How does tf.app.run() work?

if __name__ == "__main__":

means current file is executed under a shell instead of imported as a module.

tf.app.run()

As you can see through the file app.py

def run(main=None, argv=None):
  """Runs the program with an optional 'main' function and 'argv' list."""
  f = flags.FLAGS

  # Extract the args from the optional `argv` list.
  args = argv[1:] if argv else None

  # Parse the known flags from that list, or from the command
  # line otherwise.
  # pylint: disable=protected-access
  flags_passthrough = f._parse_flags(args=args)
  # pylint: enable=protected-access

  main = main or sys.modules['__main__'].main

  # Call the main function, passing through any arguments
  # to the final program.
  sys.exit(main(sys.argv[:1] + flags_passthrough))

Let's break line by line:

flags_passthrough = f._parse_flags(args=args)

This ensures that the argument you pass through command line is valid,e.g. python my_model.py --data_dir='...' --max_iteration=10000 Actually, this feature is implemented based on python standard argparse module.

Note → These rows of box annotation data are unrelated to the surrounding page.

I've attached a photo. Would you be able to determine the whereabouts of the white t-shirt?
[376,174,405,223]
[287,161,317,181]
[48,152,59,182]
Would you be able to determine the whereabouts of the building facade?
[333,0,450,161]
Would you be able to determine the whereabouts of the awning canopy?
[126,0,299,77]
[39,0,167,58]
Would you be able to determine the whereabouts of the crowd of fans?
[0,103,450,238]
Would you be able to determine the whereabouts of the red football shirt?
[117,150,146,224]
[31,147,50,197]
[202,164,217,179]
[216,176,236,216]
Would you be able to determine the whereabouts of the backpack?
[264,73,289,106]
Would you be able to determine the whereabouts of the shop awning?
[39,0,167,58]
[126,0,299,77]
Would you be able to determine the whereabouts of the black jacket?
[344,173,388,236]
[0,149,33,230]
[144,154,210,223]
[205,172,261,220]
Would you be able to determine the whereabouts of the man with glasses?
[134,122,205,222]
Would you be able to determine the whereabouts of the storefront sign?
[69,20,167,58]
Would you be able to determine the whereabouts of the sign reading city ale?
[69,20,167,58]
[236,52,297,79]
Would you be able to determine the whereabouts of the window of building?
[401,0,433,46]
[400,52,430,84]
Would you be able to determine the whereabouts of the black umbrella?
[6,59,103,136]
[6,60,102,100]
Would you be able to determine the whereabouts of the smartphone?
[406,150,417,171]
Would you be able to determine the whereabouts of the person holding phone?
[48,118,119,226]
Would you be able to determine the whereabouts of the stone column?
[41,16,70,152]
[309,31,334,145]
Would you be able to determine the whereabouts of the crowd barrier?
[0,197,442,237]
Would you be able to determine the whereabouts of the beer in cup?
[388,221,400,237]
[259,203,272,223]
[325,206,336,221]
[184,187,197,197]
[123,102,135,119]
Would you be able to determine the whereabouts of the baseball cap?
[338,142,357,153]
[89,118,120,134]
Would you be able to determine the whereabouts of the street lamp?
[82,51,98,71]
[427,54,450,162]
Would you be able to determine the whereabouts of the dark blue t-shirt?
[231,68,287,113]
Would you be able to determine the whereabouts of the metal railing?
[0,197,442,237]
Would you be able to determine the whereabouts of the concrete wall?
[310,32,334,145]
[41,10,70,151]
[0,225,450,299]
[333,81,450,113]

main = main or sys.modules['__main__'].main

The first main in right side of = is the first argument of current function run(main=None, argv=None) . While sys.modules['__main__'] means current running file(e.g. my_model.py).

So there are two cases:

  1. You don't have a main function in my_model.py Then you have to call tf.app.run(my_main_running_function)

  2. you have a main function in my_model.py. (This is mostly the case.)

Last line:

sys.exit(main(sys.argv[:1] + flags_passthrough))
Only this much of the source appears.